What I don't believe is that this illness was visited upon me for a reason. In my own theological belief system, God set creation in motion but then retreated in the mystical notion known as tzim-tzum; chemistry, biology, and the physical world, both within and outside of our own individual bodies, proceeds of its own accord. For many years, I have found comfort in the image from Lamentations Rabbah suggesting that when bad things happen here on earth, God has a secret place where God goes to cry along with us.
I have been blessed these 11 years with excellent medical care and medical practitioners.

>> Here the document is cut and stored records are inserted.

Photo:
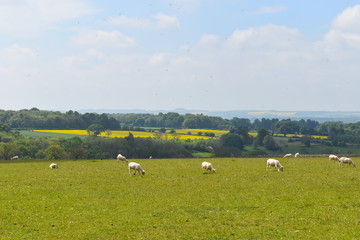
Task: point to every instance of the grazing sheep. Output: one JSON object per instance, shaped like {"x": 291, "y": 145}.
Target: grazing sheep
{"x": 54, "y": 165}
{"x": 274, "y": 163}
{"x": 121, "y": 158}
{"x": 345, "y": 160}
{"x": 206, "y": 166}
{"x": 333, "y": 157}
{"x": 136, "y": 167}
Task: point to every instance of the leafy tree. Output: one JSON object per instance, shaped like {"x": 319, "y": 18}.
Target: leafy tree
{"x": 232, "y": 140}
{"x": 262, "y": 133}
{"x": 54, "y": 152}
{"x": 270, "y": 144}
{"x": 95, "y": 129}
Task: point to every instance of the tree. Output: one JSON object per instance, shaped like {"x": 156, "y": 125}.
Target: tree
{"x": 232, "y": 140}
{"x": 270, "y": 144}
{"x": 95, "y": 129}
{"x": 54, "y": 152}
{"x": 262, "y": 133}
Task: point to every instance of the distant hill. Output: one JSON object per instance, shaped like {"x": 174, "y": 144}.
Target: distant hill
{"x": 320, "y": 116}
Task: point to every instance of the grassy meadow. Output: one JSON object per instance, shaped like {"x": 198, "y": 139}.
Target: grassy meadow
{"x": 312, "y": 199}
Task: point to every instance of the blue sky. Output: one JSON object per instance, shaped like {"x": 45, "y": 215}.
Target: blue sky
{"x": 195, "y": 54}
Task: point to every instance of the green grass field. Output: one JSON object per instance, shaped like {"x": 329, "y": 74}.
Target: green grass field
{"x": 312, "y": 199}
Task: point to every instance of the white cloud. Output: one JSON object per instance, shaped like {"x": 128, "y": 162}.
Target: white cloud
{"x": 348, "y": 20}
{"x": 270, "y": 10}
{"x": 28, "y": 18}
{"x": 103, "y": 39}
{"x": 344, "y": 36}
{"x": 269, "y": 36}
{"x": 187, "y": 5}
{"x": 158, "y": 21}
{"x": 17, "y": 54}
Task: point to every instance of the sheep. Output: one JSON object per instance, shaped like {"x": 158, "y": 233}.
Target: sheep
{"x": 136, "y": 167}
{"x": 333, "y": 157}
{"x": 274, "y": 163}
{"x": 206, "y": 166}
{"x": 54, "y": 165}
{"x": 346, "y": 160}
{"x": 121, "y": 158}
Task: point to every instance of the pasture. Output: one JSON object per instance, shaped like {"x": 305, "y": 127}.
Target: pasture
{"x": 312, "y": 199}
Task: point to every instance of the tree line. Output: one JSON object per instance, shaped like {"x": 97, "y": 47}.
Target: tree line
{"x": 93, "y": 147}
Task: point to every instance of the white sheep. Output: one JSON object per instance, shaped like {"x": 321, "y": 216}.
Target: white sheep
{"x": 274, "y": 163}
{"x": 346, "y": 160}
{"x": 333, "y": 157}
{"x": 121, "y": 158}
{"x": 206, "y": 166}
{"x": 54, "y": 165}
{"x": 136, "y": 167}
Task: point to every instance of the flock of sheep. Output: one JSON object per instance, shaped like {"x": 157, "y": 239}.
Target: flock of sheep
{"x": 208, "y": 167}
{"x": 276, "y": 163}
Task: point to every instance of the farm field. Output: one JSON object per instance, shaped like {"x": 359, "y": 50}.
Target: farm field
{"x": 179, "y": 134}
{"x": 312, "y": 199}
{"x": 122, "y": 134}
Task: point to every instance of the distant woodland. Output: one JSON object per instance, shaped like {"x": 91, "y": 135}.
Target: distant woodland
{"x": 238, "y": 142}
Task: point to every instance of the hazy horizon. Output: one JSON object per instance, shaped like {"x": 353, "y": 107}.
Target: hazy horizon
{"x": 193, "y": 54}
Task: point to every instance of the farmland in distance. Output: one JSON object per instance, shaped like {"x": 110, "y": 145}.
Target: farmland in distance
{"x": 313, "y": 198}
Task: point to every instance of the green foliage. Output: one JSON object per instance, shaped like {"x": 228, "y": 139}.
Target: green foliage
{"x": 95, "y": 129}
{"x": 174, "y": 200}
{"x": 54, "y": 152}
{"x": 270, "y": 144}
{"x": 262, "y": 133}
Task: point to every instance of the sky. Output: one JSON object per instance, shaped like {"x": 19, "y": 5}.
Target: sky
{"x": 284, "y": 55}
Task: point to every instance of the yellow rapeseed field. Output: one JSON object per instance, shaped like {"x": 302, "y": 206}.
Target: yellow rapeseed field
{"x": 181, "y": 134}
{"x": 122, "y": 134}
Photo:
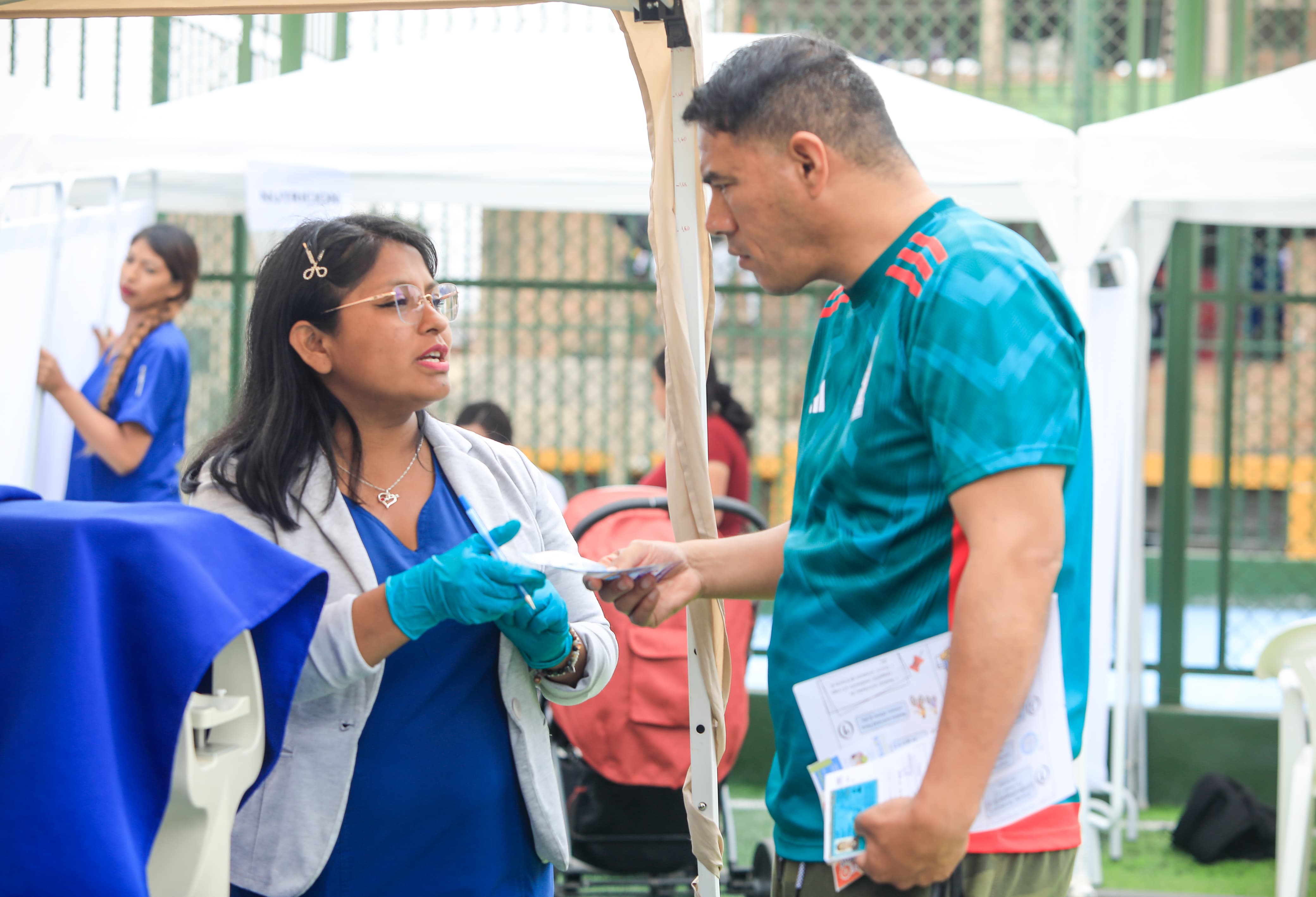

My doctors understand my case and are always available to me. When a pre-holiday weekend, Friday morning brain MRI showed increased activity, my neurologist tried to reach me three times that afternoon by phone before sending an email to share the results. We corresponded by email that Sunday, and I was in his office on Tuesday morning to discuss the findings. For that level of care and concern, I am enormously grateful.
I am also grateful for my family, who support me and watch out for me (sometimes to my consternation!), trying to make sure I get the rest and relaxation that is necessary.
For all this and more, I know that I have been blessed. My favorite prayers in our liturgy have always been from the morning blessings, particularly those blessing God for our body, our soul, and the gift of Torah, and from the Amidah, thanking God for the bountiful blessings bestowed on us. In our tradition, they serve as daily reminders that we are blessed and that the healthiest way to live is with a sense of gratitude for all that is positive and good in our lives.
This is the first time that I have written or spoken out about my diagnosis. For many years, I was reluctant, concerned that the diagnosis of MS would yield a kind of stigma. Yet I have come to realize that by speaking out, I can add my voice to that of so many others serving as guides along the journey of living with MS and other chronic illnesses. My disease does not define me. Only I can shape that definition through my own thoughts, words, and actions.